Configure cluster HA

About cluster HA

Cluster HA depends on shared storage and dynamic migration technologies to provide simple and efficient HA services for applications running on all VMs in the cluster. It reduces service interruption caused by host hardware failure. Cluster HA is applicable to scenarios that require service continuity. After you enable HA for the cluster, Space Console monitors running state of all hosts and VMs in the cluster.

When a host fails, Space Console migrates the VMs on the host to available hosts in the cluster.

When a VM fails, Space Console restarts the VM. If the VM is restarted, Space Console does not migrate the VM. If the restart fails, Space Console migrates the VM to another host and restarts it.

When the network between a host and the shared storage fails, Space Console migrates the VMs on the host to available hosts in the cluster.

Cluster HA has the following features:

Automatically monitors running state of hosts and VMs and migrates a failed VM or VMs on a failed host to other hosts in the cluster.

Reserves enough resources for VMs to restart if hosts fail.

Automatically migrates VMs between hosts to ensure service continuity in case of hardware failure.

Automatically selects suitable hosts for VMs on a failed host based on the resource usage if you enable both HA and DRS for the cluster.

Application scenarios

Enable HA cluster to ensure continuity of services in case of failure and to automate maintenance in a virtualization environment.

Prerequisites

Configure an NTP server as described in "Configure time settings" for heartbeat packets to carry the same time within an HA-enabled cluster.
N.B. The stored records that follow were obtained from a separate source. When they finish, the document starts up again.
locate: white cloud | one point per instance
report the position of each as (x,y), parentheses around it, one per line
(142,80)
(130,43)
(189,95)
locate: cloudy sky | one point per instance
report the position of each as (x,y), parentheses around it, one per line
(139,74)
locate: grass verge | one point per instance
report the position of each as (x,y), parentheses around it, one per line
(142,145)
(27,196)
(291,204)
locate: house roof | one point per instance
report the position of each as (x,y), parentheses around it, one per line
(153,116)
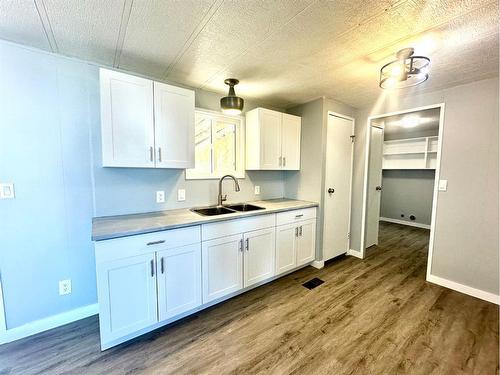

Restrictions and guidelines

All hosts in an HA-enabled cluster must have the same virtual switch configuration, including virtual switch quantity, name, and forwarding mode.

To ensure that VMs in an HA-enabled cluster can migrate between hosts in the cluster, make sure the image files of all VMs in the cluster are saved in the shared storage. As a best practice, do not enable HA or DRS if the VMs use the local storage.

In an HA-enabled cluster, all hosts must use CPUs from the same manufacturer. Clusters containing hosts that use CPUs of the same model from the same manufacturer can provide better migration compatibility.

In an HA-enabled cluster, make sure all hosts use the same NUMA architecture as a best practice. For VMs bound with physical CPUs, make sure the source host and destination host have exactly the same NUMA architecture in a inter-host VM migration. If the hosts have different NUMA architectures, the migration operation might fail or the VM performance might be affected.

To prevent VM name conflict, make sure no hosts in abnormal state exist in a cluster before you disable HA for the cluster. If VM name conflict occurs, enable HA for the cluster again.

During the process of enabling or disabling HA for a cluster, do not start, deploy, or migrate VMs or restart or shut down hosts in the cluster.

If you want to reinstall the operation system for a host in an HA-enabled cluster, first remove the host from the cluster. After you reinstall the operating system, add the host to the cluster.

Before you enable HA for a cluster, make sure all hosts in the cluster have reserved sufficient system resources so that the VMs can migrate between the hosts.

Procedure

From the navigation pane, select Data Center > Virtualization > Cluster name.

Click HA.

Configure the parameters, and then click OK.

Parameters

Boot Priority: Select a default boot priority for the VMs in the cluster. Options include Low, Medium, and High. You can set the boot priority for a VM when you add or modify the VM. After a host fails, the system migrates the VMs on the host based on their boot priorities until all the VMs are migrated or the cluster does not have any available resources.

Enable Service Network HA: Configure whether to enable service network HA. When the service network of a VM fails, the VM can be migrated to another host. Virtual switches that are not bound to physical NICs and those that use the management network or VXLAN forwarding mode do not support HA failure detection.

Enable HA Access Control: Select whether to enable HA access control. If you enable HA access control, configure one of the following parameters:

Min Nodes: Specify the minimum number of hosts for HA to take effect on the cluster. If the number of hosts that are operating correctly in the cluster is smaller than the specified minimum node number, HA cannot take effect on the cluster. To avoid migration failure caused by inaccurate resource calculation, make sure all hosts in the cluster have the same CPU quantity and memory size.

Failover Host: Select hosts used for migration of failed VMs. These hosts cannot be used for common VM migration or VM adding operation. The failover hosts must use the same shared storage as the service hosts. A host that has running VMs cannot be used as failover hosts.

Reserved Resource: Set the reserved CPU and memory percentages. When the remaining resources in the cluster are less than the specified percentage of resources, you cannot start new VMs, set the VMs to running or suspending state, or migrate running VMs to the cluster.

Host Storage Failure Response: Select the action to take on VMs when a shared storage failure occurs. This parameter is editable only when the value for the Shared Storage Fault Action parameter in system settings is set to Do Not Restart Host and the HA status is changed from off to on.

Migrate: Migrates VMs that have all data stored on the shared storage to other hosts in the cluster when a shared storage failure occurs .

No Action: Freezes VMs that have all or some data stored on the shared storage. After the shared storage recovers, the VM will automatically enter running state.A VM cannot be frozen if one of the following conditions exists on it:

The disk bus type is USB.

The disk bus type is high-speed SCSI (FC&ISCSI) for block devices.

Disks are encrypted.

The disk cache mode is writeback or writethrough.

LVM raw blocks exist.

NFS storage is attached.

Timeout: The period of time between the executions of the Host Storage Failure Response-No Action and Host Storage Failure Response-Migrate policies. Within this period of time, I/O commands are re-issued to the storage device. The default is 12000 minutes. The maximum value is 2147483647 minutes..